##  Supervised Fine-Tuning

Supervised Fine-Tuning (SFT) is a process primarily used to adapt pre-trained language models to follow instructions, engage in dialogue, and use specific output formats. While pre-trained models have impressive general capabilities, SFT helps transform them into assistant-like models that can better understand and respond to user prompts. This is typically done by training on datasets of human-written conversations and instructions.

This page provides a step-by-step guide to fine-tuning the [deepseek-ai/DeepSeek-R1-Distill-Qwen-1.5B](https://huggingface.co/deepseek-ai/DeepSeek-R1-Distill-Qwen-1.5B) model using the [SFTTrainer](https://huggingface.co/docs/trl/en/sft_trainer). By following these steps, you can adapt the model to perform specific tasks more effectively.

### When to Use SFT

Before diving into implementation, it’s important to understand when SFT is the right choice for your project. As a first step, you should consider whether using an existing instruction-tuned model with well-crafted prompts would suffice for your use case. SFT involves significant computational resources and engineering effort, so it should only be pursued when prompting existing models proves insufficient.

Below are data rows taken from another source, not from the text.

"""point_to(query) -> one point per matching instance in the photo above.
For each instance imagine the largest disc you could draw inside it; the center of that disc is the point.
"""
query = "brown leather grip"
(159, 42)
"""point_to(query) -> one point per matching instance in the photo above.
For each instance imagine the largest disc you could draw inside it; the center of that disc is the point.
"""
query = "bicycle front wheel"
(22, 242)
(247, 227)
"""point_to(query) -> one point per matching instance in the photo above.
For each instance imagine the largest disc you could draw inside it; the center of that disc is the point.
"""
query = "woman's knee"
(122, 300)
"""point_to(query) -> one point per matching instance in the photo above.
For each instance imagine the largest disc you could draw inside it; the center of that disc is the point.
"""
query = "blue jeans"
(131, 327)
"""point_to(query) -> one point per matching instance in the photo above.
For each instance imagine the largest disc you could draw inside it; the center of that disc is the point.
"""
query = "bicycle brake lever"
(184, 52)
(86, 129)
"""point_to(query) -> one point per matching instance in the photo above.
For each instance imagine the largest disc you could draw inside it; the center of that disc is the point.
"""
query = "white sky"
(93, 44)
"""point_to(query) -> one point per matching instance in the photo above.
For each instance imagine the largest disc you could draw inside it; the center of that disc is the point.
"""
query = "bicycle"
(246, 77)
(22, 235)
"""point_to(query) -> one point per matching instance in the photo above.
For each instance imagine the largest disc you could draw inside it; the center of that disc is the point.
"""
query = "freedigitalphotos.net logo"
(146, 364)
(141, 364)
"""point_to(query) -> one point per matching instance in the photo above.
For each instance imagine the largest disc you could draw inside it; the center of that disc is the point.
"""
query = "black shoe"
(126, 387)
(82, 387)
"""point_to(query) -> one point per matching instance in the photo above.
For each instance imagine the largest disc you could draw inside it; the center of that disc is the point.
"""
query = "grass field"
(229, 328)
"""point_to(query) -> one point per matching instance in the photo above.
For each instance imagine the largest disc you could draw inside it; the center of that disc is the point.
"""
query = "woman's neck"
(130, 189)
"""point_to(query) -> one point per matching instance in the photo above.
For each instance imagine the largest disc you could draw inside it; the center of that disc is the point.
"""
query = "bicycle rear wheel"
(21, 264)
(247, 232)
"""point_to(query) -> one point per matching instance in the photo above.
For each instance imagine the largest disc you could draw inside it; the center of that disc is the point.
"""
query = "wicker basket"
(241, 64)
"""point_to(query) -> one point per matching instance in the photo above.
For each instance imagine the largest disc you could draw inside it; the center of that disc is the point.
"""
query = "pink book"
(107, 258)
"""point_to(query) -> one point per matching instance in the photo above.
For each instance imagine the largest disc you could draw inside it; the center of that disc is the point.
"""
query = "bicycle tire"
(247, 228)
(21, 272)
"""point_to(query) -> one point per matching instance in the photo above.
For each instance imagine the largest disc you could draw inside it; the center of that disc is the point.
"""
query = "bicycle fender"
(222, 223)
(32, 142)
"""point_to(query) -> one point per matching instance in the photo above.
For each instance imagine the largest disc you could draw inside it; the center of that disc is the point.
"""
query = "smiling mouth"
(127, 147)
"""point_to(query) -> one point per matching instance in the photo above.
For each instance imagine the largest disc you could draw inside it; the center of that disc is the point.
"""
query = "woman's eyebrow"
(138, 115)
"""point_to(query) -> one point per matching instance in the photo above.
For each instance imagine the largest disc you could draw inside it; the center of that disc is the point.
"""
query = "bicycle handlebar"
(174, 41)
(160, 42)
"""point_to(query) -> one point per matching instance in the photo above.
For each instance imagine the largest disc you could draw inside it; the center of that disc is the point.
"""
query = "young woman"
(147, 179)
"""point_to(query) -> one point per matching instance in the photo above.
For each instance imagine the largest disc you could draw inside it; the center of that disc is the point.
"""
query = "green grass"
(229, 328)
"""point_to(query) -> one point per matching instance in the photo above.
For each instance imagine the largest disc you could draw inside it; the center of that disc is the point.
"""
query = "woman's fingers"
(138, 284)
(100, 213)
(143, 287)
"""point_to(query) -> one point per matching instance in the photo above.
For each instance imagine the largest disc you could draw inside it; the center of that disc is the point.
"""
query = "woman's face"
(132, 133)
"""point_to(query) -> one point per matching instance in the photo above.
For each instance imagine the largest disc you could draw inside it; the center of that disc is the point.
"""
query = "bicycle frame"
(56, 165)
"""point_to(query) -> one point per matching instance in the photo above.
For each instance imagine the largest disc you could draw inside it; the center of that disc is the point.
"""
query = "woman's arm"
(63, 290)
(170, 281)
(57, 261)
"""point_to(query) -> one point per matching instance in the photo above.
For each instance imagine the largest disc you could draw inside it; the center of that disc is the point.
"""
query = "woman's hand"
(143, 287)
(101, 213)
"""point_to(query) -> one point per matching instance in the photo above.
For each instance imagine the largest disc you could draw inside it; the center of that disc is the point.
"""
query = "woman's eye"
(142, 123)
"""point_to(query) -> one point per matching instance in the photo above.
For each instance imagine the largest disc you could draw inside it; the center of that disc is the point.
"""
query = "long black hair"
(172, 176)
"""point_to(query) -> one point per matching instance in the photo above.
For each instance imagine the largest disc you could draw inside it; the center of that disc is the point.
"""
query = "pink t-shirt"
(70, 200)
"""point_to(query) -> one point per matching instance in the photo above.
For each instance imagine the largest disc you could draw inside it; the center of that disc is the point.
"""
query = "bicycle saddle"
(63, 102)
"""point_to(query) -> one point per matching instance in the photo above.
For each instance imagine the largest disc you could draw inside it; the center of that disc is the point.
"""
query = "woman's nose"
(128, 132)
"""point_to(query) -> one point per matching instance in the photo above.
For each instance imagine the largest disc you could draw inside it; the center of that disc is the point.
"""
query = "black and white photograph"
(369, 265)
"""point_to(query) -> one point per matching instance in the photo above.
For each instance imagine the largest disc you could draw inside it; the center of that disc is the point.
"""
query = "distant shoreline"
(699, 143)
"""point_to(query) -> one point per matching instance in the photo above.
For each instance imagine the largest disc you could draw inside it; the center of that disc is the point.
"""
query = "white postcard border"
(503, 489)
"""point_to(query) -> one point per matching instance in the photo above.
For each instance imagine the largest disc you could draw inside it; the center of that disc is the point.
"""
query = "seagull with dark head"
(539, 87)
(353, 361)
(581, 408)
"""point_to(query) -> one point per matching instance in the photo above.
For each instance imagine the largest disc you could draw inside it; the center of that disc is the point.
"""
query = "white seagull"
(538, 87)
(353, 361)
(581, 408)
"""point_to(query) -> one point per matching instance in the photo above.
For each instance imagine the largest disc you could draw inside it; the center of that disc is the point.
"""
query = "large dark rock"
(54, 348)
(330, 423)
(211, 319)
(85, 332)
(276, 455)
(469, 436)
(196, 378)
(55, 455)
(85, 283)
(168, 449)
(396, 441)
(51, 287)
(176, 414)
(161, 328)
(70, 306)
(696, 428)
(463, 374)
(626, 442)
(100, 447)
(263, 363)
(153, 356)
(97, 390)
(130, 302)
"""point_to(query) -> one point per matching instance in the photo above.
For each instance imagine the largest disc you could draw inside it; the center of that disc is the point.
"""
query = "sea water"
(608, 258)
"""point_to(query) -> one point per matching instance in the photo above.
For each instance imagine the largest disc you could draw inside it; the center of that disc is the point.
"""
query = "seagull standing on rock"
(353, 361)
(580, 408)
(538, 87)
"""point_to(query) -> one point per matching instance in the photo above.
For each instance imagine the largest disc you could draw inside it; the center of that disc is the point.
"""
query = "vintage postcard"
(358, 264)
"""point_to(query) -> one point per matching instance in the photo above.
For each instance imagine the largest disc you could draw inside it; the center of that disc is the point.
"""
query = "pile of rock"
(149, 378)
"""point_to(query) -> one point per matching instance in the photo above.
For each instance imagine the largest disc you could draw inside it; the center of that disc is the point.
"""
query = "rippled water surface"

Consider SFT only if you: 
- Need additional performance beyond what prompting can achieve
- Have a specific use case where the cost of using a large general-purpose model outweighs the cost of fine-tuning a smaller model
- Require specialized output formats or domain-specific knowledge that existing models struggle with

If you determine that SFT is necessary, the decision to proceed depends on two primary factors:

####  Template Control

SFT allows precise control over the model’s output structure. This is particularly valuable when you need the model to:

1. Generate responses in a specific chat template format
2. Follow strict output schemas
3. Maintain consistent styling across responses

####  Domain Adaptation

1. Teaching domain terminology and concepts
2. Enforcing professional standards
3. Handling technical queries appropriately
4. Following industry-specific guidelines

Before starting SFT, evaluate whether your use case requires: 
- Precise output formatting
- Domain-specific knowledge
- Consistent response patterns
- Adherence to specific guidelines

This evaluation will help determine if SFT is the right approach for your needs

### Dataset Preparation

The supervised fine-tuning process requires a task-specific dataset structured with input-output pairs. Each pair should consist of:

1. An input prompt
2. The expected model response
3. Any additional context or metadata

The quality of your training data is crucial for successful fine-tuning.